The American film and television industries take advantage of billions of dollars in tax incentives doled out by local governments. Where producers and politicians see investment, Allysia Finley of The Wall Street Journal sees shameless corporate welfare.

What's the Latest?

When the phrase "corporate welfare" gets tossed around, our minds often wander toward "too-big-to-fail" banks and publicly-financed sports stadiums. But what about the fat cats who run Hollywood? Allysia Finley of The Wall Street Journal:

Media companies nab about $1.4 billion annually in tax incentives that 40 states offer for TV and film production, according to a report this year by the California Legislative Analyst's Office. Most provide either rebates or tax credits that offset a percentage of their production costs.

Finley makes sure to point out that The Wolf of Wall Street, a film that disparaged financial greed, had 30% of its post-production and below-the-line costs covered by New York taxpayers. The film grossed $400 million at the world-wide box office on a budget of only $100 million.

What's the Big Idea?

The popular counterargument is that an investment in something like The Wolf of Wall Street brings jobs to New York residents and pays dividends to local businesses. While at least a few outlets seem to support that theory, others believe the return of those investments are more similar to economically disastrous publicly-financed sports stadiums.

Finley's article focuses on the hypocrisy of "Hollywood liberals" who decry corporate greed in their movies and TV shows while at the same time taking public money to fuel their productions. These include The Daily Show with Jon Stewart and Late Night with Jimmy Fallon, who both took advantage in 2010 of subsidies to shoot in North Carolina.

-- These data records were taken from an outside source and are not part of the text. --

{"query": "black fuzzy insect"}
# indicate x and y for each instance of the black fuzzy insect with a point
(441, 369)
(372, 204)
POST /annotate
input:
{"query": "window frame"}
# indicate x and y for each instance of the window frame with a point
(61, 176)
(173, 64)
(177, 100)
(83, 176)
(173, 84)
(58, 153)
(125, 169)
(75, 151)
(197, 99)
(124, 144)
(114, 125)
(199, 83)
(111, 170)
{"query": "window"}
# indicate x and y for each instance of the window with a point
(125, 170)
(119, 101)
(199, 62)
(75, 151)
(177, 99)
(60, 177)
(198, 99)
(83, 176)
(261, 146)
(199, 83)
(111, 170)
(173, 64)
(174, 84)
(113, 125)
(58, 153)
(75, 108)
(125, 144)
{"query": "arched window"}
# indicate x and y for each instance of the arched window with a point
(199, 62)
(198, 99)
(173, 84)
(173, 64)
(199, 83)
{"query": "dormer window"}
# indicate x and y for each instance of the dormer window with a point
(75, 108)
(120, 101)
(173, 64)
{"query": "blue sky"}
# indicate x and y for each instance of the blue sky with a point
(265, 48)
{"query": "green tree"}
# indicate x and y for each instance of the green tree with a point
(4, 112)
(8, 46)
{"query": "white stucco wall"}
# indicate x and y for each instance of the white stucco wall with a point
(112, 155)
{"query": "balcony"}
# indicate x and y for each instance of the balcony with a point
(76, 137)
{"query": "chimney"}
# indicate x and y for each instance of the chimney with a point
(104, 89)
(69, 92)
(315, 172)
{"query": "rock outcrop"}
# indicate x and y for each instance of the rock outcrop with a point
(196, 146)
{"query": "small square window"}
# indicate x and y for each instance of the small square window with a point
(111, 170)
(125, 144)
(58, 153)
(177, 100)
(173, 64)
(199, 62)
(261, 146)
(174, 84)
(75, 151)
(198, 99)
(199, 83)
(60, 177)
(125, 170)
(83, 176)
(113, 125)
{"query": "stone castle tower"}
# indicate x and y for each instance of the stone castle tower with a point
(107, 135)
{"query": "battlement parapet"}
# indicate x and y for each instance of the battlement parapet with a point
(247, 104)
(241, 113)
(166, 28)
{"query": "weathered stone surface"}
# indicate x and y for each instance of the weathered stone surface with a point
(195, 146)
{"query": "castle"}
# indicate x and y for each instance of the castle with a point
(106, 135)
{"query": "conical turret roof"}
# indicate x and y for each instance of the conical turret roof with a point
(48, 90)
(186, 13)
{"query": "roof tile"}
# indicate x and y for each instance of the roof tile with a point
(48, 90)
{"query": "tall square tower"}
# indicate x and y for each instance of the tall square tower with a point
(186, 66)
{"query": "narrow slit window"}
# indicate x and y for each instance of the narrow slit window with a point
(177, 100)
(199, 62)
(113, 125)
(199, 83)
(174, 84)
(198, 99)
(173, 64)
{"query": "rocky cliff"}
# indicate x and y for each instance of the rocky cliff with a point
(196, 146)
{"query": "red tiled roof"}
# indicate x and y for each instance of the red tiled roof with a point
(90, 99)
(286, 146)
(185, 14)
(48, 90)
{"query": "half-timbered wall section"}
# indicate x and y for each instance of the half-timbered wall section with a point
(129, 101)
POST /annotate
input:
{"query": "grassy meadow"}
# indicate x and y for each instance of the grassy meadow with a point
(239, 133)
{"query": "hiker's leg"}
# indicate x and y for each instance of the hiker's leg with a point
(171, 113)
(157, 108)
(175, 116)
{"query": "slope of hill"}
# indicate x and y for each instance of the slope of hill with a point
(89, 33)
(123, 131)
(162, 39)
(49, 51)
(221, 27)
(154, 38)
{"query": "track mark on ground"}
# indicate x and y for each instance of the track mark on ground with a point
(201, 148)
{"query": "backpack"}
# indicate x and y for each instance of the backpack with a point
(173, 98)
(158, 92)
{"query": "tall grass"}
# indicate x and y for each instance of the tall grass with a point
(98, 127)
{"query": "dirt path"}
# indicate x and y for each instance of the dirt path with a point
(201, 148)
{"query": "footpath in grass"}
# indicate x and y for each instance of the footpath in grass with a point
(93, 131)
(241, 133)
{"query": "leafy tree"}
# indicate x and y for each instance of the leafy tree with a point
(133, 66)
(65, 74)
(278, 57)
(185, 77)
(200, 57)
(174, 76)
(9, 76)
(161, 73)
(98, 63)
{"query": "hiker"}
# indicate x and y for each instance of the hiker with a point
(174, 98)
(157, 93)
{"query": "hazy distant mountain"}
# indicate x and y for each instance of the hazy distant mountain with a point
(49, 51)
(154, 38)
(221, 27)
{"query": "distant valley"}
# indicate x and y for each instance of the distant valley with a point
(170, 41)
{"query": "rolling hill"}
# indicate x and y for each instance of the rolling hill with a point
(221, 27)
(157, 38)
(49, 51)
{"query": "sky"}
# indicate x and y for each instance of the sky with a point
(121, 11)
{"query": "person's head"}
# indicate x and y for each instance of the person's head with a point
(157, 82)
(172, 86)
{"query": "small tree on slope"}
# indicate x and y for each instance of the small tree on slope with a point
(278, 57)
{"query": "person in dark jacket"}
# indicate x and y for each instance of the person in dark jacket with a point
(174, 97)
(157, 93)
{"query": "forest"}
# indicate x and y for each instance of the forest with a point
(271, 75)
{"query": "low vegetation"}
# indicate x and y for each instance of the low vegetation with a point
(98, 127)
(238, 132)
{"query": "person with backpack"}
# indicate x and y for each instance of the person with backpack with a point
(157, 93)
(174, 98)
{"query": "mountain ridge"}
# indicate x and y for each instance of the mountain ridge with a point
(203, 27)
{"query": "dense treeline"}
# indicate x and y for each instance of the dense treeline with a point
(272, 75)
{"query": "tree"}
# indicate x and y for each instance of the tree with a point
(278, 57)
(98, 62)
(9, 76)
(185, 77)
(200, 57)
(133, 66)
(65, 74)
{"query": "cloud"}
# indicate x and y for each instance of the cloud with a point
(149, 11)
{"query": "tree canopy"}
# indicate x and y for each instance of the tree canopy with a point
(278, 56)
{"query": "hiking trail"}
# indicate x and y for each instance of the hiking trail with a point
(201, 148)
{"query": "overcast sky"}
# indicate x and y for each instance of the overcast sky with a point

She goes on to recount instances of film and TV producers strong-arming local governments for additional tax credits. House of Cards famously extorted an extra $11.5 million from the state of Maryland to supplement the $26 in tax incentives it initially received for its first two seasons.

The big question is whether these subsidies end up paying off. Finley doesn't think so, and she's got sources that back her:

But as California's Legislative Analyst Office (LAO) has pointed out, "these subsidies give businesses in the motion picture industry an economic advantage that other businesses do not receive." As a result, "all other businesses and taxpayers effectively pay a higher tax rate than they would otherwise." While Hollywood claims these credits pay for themselves by increasing in-state spending and goosing tax revenues, the LAO concluded that each $1 of tax credit returned only 65 cents in revenues to the state.